A slower, healthy path beats an aggressive one that breaks down. If the build needs more time, the date slides before I do.
Why every single run is easy
I have a history: recurring calf, quad and plantar tightness, and a well-documented pattern where fast, flat running reliably flares something. So this plan has zero speed work. Every run is Zone 2, governed by heart rate — for me that’s 130–145 bpm — not pace. Pace is whatever it is that day; the heart rate cap is the contract.

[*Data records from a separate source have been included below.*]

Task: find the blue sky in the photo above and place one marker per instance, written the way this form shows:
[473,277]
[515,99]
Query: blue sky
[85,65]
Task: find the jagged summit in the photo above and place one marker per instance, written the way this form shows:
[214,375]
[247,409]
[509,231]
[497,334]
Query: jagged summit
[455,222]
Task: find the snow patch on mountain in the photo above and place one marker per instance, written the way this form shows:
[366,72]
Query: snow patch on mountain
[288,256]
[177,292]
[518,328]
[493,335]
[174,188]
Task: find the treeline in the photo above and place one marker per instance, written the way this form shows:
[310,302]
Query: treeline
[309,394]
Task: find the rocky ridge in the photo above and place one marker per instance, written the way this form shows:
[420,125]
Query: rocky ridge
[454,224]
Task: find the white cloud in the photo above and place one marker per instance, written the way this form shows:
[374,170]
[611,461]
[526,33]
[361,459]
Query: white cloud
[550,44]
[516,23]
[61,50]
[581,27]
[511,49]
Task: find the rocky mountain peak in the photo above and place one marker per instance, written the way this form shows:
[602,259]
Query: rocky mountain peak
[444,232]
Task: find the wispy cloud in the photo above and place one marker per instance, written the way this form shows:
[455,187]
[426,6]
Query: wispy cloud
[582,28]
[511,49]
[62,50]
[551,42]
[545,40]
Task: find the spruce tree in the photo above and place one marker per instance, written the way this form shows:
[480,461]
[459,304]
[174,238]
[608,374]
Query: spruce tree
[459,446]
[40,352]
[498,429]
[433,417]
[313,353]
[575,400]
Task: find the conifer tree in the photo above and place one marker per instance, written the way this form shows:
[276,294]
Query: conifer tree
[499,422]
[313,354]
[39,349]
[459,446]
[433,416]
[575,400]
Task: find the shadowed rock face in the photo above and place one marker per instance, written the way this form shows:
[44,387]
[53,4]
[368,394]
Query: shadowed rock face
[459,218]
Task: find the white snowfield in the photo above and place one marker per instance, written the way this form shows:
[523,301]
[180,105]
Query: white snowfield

The methodology leans on La Clinique du Coureur principles plus the boring classics: progress one variable at a time, respect the 10 % rule, cap long-run progression by duration, deload every third week, and keep the acute:chronic workload ratio in the 0.8–1.3 band.
The shape of it
Eighteen weeks, from ~35 km/week up to ~53 km/week at the peak. Each week looks like this:
- one long run (Saturday), the backbone of the build
- one medium-long run (Wednesday)
- easy runs to fill out the volume
- two strength sessions — non-negotiable, because I run in zero-drop Altras, which load the calves, Achilles and plantar fascia hard
Three stepping-stone events punctuate the build, and none of them are raced — all run controlled and easy:
- UTFS 10 km trail — August 9, climb-heavy
- Beluga 18 km trail — September 19, descent-heavy
- Half marathon — October 4, comfortable, not all-out
The real constraint
Young kids, unreliable sleep, the occasional daycare plague. My recovery capacity — not my ambition — is the binding constraint, so the plan is built to tolerate interruptions. Missed sessions are never made up; the plan absorbs them and moves on. Completion-driven, not calendar-driven.
The whole thing lives in org-mode, syncs itself to intervals.icu and my Garmin watch through a couple of Python scripts, and gets analyzed after every run. I’ll write about that tooling separately.
Week 1 is already in the books. More soon.